Remove from oven and top with pizza sauce, mozzarella and desired toppings (if using fresh herbs, add them after cooking pizza). Return to oven and bake 5-7 minutes longer until cheese has melted and is slightly golden. Allow to cool several minutes then cut into wedges. Serve warm.
Source: cookingclassy.com
Replace the fast-food hamburger with:
QUINOA PATTIES
(Makes 20 small patties—freeze some for another day.)
1 cup uncooked quinoa (about 2 1/2 cups once cooked)
2 slices whole wheat toast
1/2 onion, chopped
1 cup peas (if frozen, thaw first)
2 tablespoons pesto
1-2 eggs
1/4 cup flour
salt and pepper to taste
lemon for garnish
Cook the quinoa and allow to cool.
Toast the bread, and turn into bread crumbs either in a blender or food processor.
In a large bowl combine the quinoa, bread crumbs, chopped onion, peas, pesto and eggs. Season generously with salt and pepper, stir to combine and then stir in the flour. Set a bit of extra flour to the side so you can flour your hands as you work on forming the patties.
Form each patty to be slightly larger than the palm of your hand. Place them on a baking sheet lined with wax or parchment paper as you work. Once you form all the patties, pop the whole sheet in the refrigerator for 30 minutes so they can firm and dry out just a little. Wrap and freeze those you don’t plan to eat right away.
Add a few teaspoons olive oil to a pan, and cook the patties over medium heat. Lightly press flat with a spatula. Cook for 2-3 minutes, then flip and press the other side flat. Flip only once or twice more as you cook until they look ready.
Remove and place on a plate lined with paper towels to remove any excess oil before serving. Serve warm with a lemon wedge, and add the fresh lemon juice before eating.
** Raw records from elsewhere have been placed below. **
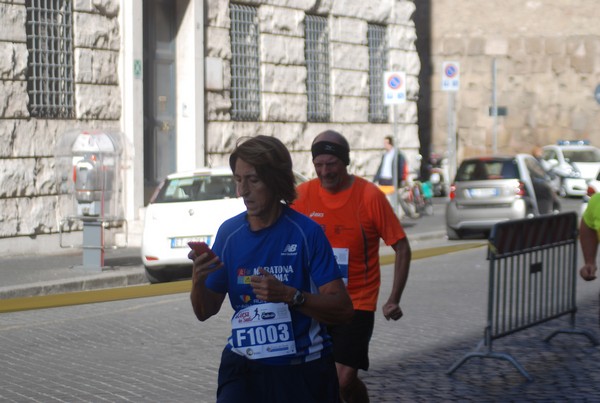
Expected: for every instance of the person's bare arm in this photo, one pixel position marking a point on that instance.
(205, 302)
(391, 309)
(331, 305)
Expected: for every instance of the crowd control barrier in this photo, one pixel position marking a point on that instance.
(532, 279)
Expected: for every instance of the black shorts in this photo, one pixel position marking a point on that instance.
(351, 340)
(244, 380)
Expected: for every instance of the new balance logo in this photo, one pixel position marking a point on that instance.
(290, 248)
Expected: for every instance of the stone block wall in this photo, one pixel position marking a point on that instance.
(29, 199)
(283, 77)
(547, 68)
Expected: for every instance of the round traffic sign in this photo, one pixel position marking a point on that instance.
(451, 70)
(395, 81)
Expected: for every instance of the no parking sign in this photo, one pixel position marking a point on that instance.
(450, 76)
(394, 87)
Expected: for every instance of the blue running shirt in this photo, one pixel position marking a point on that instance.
(295, 250)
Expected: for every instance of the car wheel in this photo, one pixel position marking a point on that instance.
(452, 233)
(155, 276)
(562, 192)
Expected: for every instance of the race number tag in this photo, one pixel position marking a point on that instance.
(342, 257)
(262, 331)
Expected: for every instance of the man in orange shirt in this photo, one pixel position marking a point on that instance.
(355, 215)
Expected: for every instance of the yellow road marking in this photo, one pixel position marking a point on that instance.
(152, 290)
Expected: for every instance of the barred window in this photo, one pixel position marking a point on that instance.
(245, 63)
(377, 64)
(50, 62)
(317, 65)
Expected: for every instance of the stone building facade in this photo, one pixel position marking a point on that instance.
(113, 89)
(547, 56)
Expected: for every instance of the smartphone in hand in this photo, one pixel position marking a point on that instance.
(200, 248)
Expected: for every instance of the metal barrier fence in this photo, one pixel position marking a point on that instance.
(532, 279)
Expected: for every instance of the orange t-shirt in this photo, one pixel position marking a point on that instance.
(354, 221)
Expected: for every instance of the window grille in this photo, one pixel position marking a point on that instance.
(50, 62)
(317, 64)
(377, 63)
(245, 63)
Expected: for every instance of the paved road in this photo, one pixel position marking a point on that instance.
(153, 349)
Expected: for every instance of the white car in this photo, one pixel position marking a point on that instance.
(593, 188)
(187, 206)
(572, 164)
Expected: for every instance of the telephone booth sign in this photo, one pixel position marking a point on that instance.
(88, 172)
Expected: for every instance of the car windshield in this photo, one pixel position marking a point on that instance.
(197, 188)
(582, 155)
(480, 169)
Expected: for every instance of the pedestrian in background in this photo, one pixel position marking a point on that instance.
(589, 236)
(384, 175)
(280, 274)
(355, 215)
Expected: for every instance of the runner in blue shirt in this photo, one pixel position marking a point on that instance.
(280, 274)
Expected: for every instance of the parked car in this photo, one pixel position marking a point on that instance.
(488, 190)
(573, 162)
(592, 188)
(187, 206)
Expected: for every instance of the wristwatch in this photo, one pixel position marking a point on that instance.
(298, 299)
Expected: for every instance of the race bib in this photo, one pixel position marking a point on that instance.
(342, 256)
(262, 331)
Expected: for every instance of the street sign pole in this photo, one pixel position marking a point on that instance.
(395, 164)
(452, 140)
(394, 93)
(451, 84)
(494, 110)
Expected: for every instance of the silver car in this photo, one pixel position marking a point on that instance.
(488, 190)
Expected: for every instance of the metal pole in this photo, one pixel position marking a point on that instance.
(395, 163)
(494, 109)
(452, 164)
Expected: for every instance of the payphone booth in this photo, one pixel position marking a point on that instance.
(88, 169)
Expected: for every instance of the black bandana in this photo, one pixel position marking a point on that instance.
(327, 147)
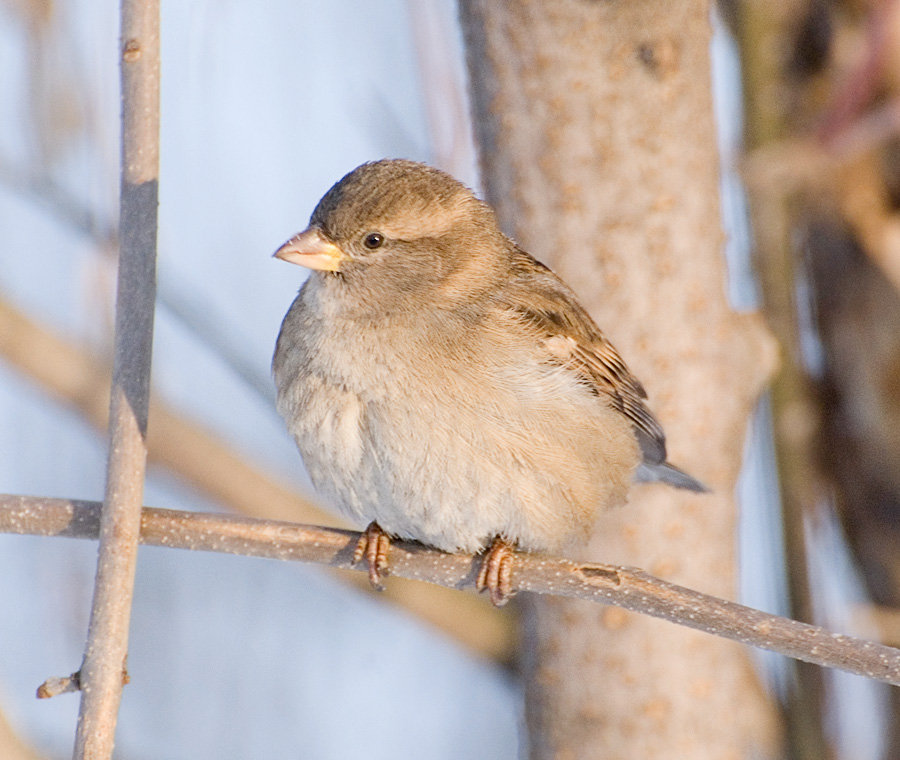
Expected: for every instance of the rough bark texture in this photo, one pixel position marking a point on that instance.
(598, 148)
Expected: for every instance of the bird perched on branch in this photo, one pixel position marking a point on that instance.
(444, 386)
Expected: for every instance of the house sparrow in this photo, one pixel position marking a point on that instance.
(444, 386)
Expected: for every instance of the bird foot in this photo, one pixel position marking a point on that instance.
(496, 571)
(374, 545)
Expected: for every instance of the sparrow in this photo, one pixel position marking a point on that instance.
(444, 386)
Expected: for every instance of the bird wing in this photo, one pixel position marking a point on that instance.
(538, 298)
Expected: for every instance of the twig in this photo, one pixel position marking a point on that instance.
(107, 642)
(207, 463)
(609, 584)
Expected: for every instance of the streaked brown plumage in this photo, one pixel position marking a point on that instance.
(441, 382)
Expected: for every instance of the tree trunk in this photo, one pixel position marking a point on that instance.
(598, 150)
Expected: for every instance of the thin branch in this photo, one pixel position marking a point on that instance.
(205, 462)
(107, 642)
(609, 584)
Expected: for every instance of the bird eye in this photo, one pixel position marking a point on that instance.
(373, 240)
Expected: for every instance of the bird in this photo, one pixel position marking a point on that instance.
(444, 386)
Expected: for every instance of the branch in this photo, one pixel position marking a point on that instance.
(107, 641)
(206, 463)
(609, 584)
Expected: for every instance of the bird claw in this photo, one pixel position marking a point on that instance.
(496, 572)
(374, 545)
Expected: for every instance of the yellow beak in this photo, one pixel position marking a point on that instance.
(309, 249)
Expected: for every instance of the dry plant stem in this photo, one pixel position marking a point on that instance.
(598, 149)
(107, 643)
(625, 587)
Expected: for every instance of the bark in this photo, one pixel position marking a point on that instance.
(598, 149)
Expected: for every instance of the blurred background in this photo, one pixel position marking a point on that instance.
(264, 106)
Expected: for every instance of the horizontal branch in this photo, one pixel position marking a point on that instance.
(610, 584)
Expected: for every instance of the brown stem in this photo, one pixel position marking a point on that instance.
(107, 641)
(626, 587)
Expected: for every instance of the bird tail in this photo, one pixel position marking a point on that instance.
(667, 473)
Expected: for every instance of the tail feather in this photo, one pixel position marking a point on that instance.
(667, 473)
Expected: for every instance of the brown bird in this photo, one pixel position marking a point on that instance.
(444, 386)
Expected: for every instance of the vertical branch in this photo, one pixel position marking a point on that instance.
(598, 147)
(104, 661)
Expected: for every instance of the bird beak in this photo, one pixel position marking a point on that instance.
(310, 249)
Source: abeautifulmess.com
Replace french fries with:
PAPRIKA PARSNIP BAKED FRIES
(A quick fix to say your goodbyes to greasy fries!)
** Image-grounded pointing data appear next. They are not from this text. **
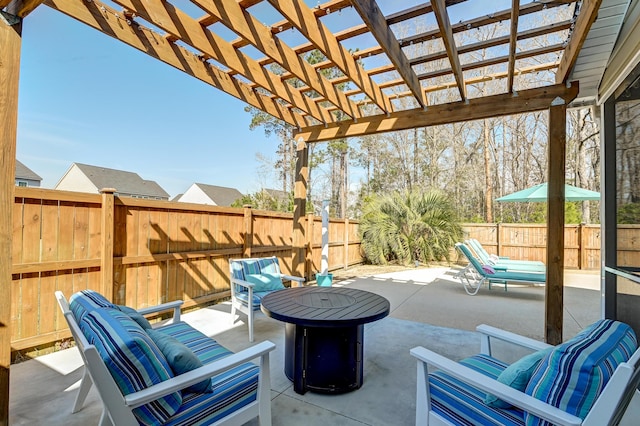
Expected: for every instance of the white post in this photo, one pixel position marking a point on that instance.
(324, 264)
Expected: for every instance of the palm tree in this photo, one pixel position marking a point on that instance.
(409, 227)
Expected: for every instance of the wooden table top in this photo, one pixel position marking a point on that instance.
(325, 306)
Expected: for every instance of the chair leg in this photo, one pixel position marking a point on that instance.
(250, 321)
(233, 312)
(104, 418)
(85, 386)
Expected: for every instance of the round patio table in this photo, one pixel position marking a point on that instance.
(324, 334)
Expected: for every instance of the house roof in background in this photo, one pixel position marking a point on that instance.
(596, 50)
(23, 172)
(123, 181)
(221, 195)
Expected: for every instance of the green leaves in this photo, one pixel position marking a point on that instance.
(409, 227)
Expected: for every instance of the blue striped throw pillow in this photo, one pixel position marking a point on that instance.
(133, 359)
(575, 373)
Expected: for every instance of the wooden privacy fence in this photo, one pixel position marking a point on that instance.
(529, 242)
(142, 252)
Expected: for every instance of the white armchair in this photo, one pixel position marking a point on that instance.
(451, 393)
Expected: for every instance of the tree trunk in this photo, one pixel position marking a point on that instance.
(488, 192)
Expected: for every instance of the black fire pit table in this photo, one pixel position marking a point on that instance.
(324, 334)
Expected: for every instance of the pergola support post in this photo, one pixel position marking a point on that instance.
(554, 303)
(298, 264)
(10, 42)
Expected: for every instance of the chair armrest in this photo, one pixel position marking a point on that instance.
(514, 397)
(487, 332)
(175, 305)
(242, 283)
(297, 280)
(182, 381)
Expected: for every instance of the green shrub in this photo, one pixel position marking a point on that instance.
(409, 227)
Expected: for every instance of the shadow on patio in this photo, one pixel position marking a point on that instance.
(428, 308)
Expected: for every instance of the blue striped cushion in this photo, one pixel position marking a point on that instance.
(462, 404)
(231, 390)
(243, 296)
(134, 361)
(243, 267)
(576, 372)
(206, 349)
(86, 301)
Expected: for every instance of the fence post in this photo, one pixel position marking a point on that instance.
(247, 244)
(346, 243)
(106, 241)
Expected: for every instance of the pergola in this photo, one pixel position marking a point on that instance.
(387, 84)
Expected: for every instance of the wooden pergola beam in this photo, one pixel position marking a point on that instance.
(181, 26)
(440, 10)
(21, 8)
(10, 43)
(375, 20)
(485, 78)
(473, 109)
(513, 38)
(303, 18)
(554, 287)
(472, 47)
(587, 16)
(152, 43)
(258, 35)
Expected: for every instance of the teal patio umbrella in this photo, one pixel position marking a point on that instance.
(538, 193)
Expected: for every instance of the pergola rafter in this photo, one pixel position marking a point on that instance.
(303, 18)
(513, 38)
(374, 19)
(440, 10)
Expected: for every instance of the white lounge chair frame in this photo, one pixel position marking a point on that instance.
(117, 408)
(247, 308)
(607, 409)
(472, 277)
(86, 382)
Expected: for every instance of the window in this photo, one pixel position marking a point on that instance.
(621, 222)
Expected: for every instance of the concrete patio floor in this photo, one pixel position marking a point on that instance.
(428, 308)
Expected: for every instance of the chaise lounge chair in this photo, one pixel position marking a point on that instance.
(475, 274)
(504, 264)
(587, 381)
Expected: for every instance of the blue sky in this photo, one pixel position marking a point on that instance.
(88, 98)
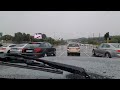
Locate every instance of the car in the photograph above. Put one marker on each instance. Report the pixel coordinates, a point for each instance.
(6, 48)
(73, 48)
(108, 50)
(39, 49)
(18, 48)
(1, 45)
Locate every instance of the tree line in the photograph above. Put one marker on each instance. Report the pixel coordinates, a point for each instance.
(25, 38)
3 jumbo parsnips, peeled and ends cut off
2 tablespoons coconut oil
1 tablespoon paprika
2 hefty pinches of sea salt
Preheat oven to 375 degrees.
Peel parsnips and slice into fries.
Mix parsnips, coconut oil and paprika, and place in large roasting pan.
Roast for 25 minutes, toss parsnips and turn up oven to 500 degrees.
Wait for temperature to rise and cook for an additional 5-10 minutes until crispy. Keep a close eye to make sure they don’t burn.